Line = Tuple[Point, Point]
The Point class can be used interchangably with (x, y) tuples to index grids, depending on your preference.
There’s a lot more I haven’t touched on with these classes, but most of that is just overriding methods and operators so if you’re interested you can see the full code for my grid helpers here.
Part 1
So, we’re given a grid full of numbers, as well as a bunch of symbols strewn about.
467..114..
...*......
..35..633.
......#...
617*......
.....+.58.
..592.....
......755.
...$.*....
.664.598..
We’re told we need to find all the numbers which are adjacent to any symbol in any direction, and add them all up. For my first pass at this problem, I wrote a function which takes the start of a number somewhere on the grid, steps to the right until we hit the end, accumulates the neighbors along the way, and then returns True if any neighbors were symbols, as well as the number itself.
def is_part_number(self, number_pos: Point):
neighbors = []
num_str = ''
x, y = number_pos
while x < self.schematic.extents[0][1] + 1:
if not self.schematic[(x, y)].isnumeric():
break
neighbors += self.schematic.neighbors(Point(x, y), include_diagonals=True)
num_str += self.schematic[(x, y)]
x += 1
return (int(num_str) if num_str.isnumeric() else -1), \
any([n for n in neighbors if not n[1].isnumeric() and n != '.'])
And here’s the code that ran ran through the grid from (0, 0) to the bottom-right corner. Note that I had to exclude any numbers I found if the position to its left was also a number (because this was a number we’d already processed).
total = 0
for y in range(self.schematic.extents[1][1] + 1):
for x in range(self.schematic.extents[0][1] + 1):
if self.schematic[(x, y)] == '.':
continue
if x > 0 and self.schematic[(x - 1, y)].isnumeric():
continue # this is part of a number we already saw
num, is_part_number = self.is_part_number(Point(x, y))
if is_part_number:
total += num
This worked fine for part 1, but the second part forced me to rethink things slightly.
Part 2
Now for the twist, we’re told to only focus on * symbols, and specifically those neighboring exactly two numbers. Because we were now forced to consider multiple numbers attached to the same symbol, I rewrote my test function to instead return the list of all adjacent symbols to the given number, rather than a True/False value.

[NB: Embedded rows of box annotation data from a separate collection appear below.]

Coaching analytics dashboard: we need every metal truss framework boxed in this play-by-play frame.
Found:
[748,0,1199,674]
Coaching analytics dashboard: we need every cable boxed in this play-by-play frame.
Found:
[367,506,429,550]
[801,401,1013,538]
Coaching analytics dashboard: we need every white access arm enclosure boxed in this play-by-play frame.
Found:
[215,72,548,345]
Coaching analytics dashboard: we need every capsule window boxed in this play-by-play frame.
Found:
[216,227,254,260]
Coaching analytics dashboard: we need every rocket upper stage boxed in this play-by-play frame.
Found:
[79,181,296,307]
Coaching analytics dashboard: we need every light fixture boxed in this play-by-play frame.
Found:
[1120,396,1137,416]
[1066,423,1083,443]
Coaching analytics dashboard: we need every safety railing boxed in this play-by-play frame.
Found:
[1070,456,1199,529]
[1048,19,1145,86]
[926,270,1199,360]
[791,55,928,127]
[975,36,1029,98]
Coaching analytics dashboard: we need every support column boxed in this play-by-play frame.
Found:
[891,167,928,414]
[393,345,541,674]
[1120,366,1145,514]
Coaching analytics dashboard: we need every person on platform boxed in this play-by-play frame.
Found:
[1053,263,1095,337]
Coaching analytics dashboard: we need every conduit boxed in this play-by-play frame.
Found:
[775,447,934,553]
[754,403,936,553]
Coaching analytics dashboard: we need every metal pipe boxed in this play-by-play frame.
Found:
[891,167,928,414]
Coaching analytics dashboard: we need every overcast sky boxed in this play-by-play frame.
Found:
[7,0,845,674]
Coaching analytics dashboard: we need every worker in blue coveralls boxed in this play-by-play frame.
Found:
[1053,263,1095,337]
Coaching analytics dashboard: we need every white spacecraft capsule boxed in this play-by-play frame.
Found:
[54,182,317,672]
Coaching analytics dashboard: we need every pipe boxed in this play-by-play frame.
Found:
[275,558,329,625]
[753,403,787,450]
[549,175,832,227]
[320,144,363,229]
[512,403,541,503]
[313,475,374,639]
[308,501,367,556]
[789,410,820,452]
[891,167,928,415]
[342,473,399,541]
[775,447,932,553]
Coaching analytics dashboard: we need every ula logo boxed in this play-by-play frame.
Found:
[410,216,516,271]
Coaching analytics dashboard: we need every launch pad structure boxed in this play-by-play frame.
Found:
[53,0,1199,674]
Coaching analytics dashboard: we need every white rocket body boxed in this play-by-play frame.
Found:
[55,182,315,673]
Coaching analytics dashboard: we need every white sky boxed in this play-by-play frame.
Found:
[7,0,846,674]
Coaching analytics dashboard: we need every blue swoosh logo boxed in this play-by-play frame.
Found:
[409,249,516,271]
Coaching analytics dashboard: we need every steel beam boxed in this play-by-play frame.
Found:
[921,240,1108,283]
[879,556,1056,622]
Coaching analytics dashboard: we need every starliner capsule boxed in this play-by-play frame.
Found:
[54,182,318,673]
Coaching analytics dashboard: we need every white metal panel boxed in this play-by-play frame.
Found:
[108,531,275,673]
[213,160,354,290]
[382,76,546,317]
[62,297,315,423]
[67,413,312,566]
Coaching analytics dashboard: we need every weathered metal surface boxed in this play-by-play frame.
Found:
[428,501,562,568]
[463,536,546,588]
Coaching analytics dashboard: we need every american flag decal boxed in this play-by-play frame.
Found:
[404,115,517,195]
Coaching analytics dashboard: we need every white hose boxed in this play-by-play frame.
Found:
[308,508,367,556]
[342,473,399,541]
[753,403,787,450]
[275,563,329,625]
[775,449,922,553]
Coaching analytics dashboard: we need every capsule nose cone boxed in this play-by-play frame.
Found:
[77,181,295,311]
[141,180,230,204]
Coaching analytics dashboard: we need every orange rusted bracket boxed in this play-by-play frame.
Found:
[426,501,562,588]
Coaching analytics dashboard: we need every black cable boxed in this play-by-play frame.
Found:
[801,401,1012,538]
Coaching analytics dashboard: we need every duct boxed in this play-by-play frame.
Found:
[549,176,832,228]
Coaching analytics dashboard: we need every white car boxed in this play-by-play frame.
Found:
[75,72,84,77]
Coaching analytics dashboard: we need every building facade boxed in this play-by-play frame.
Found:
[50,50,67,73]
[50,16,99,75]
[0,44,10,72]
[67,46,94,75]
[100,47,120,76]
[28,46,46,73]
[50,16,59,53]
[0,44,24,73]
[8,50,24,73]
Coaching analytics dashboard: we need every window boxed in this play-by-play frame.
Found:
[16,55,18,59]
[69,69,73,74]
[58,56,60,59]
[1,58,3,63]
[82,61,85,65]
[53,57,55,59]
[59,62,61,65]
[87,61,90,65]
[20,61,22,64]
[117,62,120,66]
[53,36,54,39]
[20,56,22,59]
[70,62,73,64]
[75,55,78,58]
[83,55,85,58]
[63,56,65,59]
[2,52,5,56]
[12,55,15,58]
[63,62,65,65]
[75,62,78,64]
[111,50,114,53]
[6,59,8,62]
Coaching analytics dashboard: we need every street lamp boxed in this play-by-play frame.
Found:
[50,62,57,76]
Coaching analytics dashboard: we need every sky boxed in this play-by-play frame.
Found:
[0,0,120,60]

def get_number_and_parts(self, number_pos: Point):
neighbors = []
num_str = ''
x, y = number_pos
while x < self.schematic.extents[0][1] + 1:
if not self.schematic[(x, y)].isnumeric():
break
for neighbor in self.schematic.neighbors(Point(x, y), include_diagonals=True):
if not neighbor[0] in [n[0] for n in neighbors]:
neighbors.append(neighbor)
num_str += self.schematic[(x, y)]
x += 1
return (int(num_str) if num_str.isnumeric() else -1), \
[n for n in neighbors if not n[1].isnumeric() and n[1] != '.']
Then, like in part 1, I iterated across the grid and tested each number, but now I stored the results into a dictionary where the key was the coordinate of the adjacent symbol, and the value was a list of all numbers adjacent to that point.
part_adjacencies = {}
for y in range(self.schematic.extents[1][1] + 1):
for x in range(self.schematic.extents[0][1] + 1):
if self.schematic[(x, y)] == '.':
continue
if x > 0 and self.schematic[(x - 1, y)].isnumeric():
continue # this is part of a number we already saw
num, adjacent_parts = self.get_number_and_parts(Point(x, y))
for part in adjacent_parts:
if part[1] == '*':
if part[0] in part_adjacencies:
part_adjacencies[part[0]].append(num)
else:
part_adjacencies[part[0]] = [num]
Now, part_adjacencies contains all of the * symbols with adjacent numbers, so we just have to find all the symbols with exactly two neighbors, multiply the two together, and sum up the lot of them.
total = 0
for adjacency in part_adjacencies.values():
if len(adjacency) == 2:
total += adjacency[0] * adjacency[1]
For the sample, that gives us 467 * 35 and 755 * 598, or 16345 + 451490, for a final total of 467835.
Closing Thoughts
This was the first puzzle of 2023 that took me over an hour to finish. I knew I’d reach this point eventually, but it’s a bit of a shame I got here so quickly. Overall this one wasn’t too complicated, but any time I start working with grid-based stuff for the first time in a little bit, I tend to forget all the troublesome off-by-one errors I can run into. At least it wasn’t so bad as the one from last year with the 3D cube represented in 2D space, though…
I still have nighmares about 2022 day 22.